Em consultas, os homens tinham dito que não tomariam um
anticoncepcional que baixasse seus níveis de espermatozóide.
Para verificar essa hipótese, uma
equipe dirigida por Peter Liu, do Instituto de Pesquisas
Biomédicas de Los Angeles, estudou 30 trabalhos sobre a chamada
pílula masculina publicados entre 1990 e 2005. Os testes feitos
indicam que é possível reduzir o número de espermatozóides a
''níveis de infertilidade'' por meio de tratamentos hormonais,
seja através de pílulas, de implantes ou combinando os dois.
Esses tratamentos incluem aplicações de testosterona e injeções
de progesterona, o hormônio sexual feminino.

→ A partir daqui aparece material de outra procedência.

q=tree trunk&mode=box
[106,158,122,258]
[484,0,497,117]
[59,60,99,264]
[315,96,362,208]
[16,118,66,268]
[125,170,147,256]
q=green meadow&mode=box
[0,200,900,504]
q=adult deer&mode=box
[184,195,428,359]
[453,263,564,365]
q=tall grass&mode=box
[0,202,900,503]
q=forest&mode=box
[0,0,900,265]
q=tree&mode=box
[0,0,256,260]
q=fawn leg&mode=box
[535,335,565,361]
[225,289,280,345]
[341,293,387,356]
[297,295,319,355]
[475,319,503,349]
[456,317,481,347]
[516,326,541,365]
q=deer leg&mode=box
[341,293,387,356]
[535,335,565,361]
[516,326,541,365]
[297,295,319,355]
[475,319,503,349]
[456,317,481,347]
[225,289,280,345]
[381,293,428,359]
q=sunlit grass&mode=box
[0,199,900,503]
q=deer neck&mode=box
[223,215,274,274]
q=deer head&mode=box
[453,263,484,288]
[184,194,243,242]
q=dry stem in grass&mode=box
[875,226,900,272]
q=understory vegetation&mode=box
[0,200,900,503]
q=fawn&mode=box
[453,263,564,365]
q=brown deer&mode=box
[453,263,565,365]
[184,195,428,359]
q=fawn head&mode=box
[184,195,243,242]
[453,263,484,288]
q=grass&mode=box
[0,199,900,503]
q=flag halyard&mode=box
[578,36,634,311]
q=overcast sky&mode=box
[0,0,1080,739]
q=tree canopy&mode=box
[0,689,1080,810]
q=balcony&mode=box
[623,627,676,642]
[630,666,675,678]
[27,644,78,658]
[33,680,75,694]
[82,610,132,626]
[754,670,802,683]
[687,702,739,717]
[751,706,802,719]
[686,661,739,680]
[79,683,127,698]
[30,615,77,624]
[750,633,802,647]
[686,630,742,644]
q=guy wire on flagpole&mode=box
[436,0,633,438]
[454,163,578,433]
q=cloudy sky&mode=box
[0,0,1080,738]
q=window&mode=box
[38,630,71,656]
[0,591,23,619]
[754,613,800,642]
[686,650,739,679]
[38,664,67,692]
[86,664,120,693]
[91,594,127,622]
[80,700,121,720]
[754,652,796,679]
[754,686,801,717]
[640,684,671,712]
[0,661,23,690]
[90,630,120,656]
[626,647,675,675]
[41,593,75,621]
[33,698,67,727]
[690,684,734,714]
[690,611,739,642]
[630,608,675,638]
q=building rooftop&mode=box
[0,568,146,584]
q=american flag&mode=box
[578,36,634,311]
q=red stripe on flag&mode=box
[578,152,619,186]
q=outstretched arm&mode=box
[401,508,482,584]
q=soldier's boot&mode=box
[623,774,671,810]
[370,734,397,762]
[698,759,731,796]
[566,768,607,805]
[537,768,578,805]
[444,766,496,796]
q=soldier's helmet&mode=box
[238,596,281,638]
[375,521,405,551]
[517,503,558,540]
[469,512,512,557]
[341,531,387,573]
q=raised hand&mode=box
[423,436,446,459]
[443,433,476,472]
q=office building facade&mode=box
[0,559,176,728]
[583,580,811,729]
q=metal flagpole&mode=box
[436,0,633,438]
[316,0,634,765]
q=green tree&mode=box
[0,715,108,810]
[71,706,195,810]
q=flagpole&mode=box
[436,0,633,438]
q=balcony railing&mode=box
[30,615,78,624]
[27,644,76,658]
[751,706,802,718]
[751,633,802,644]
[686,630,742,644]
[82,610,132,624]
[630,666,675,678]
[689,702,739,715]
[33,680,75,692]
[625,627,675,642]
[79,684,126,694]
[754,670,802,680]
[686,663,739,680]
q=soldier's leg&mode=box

Atualmente, há duas pesquisas em
andamento, uma delas na China e outra na Europa. O objetivo de
ambas é demonstrar que o tratamento hormonal é seguro em todos
os sentidos. Já o trabalho de Peter Liu foi levado a cabo com o
objetivo de demonstrar ao homem que os efeitos desses
tratamentos não são irreversíveis, ou seja, que eles podem
voltar a procriar.
Segundo o estudo, o número de
espermatozóides volta ao nível de fertilidade, de 20 milhões por
milímetro, em um prazo de três a quatro meses após a suspensão
do tratamento. Os homens mais velhos, assim como os asiáticos
com um número maior de espermatozóides, chegam a recuperar os
níveis anteriores de fertilidade com mais rapidez.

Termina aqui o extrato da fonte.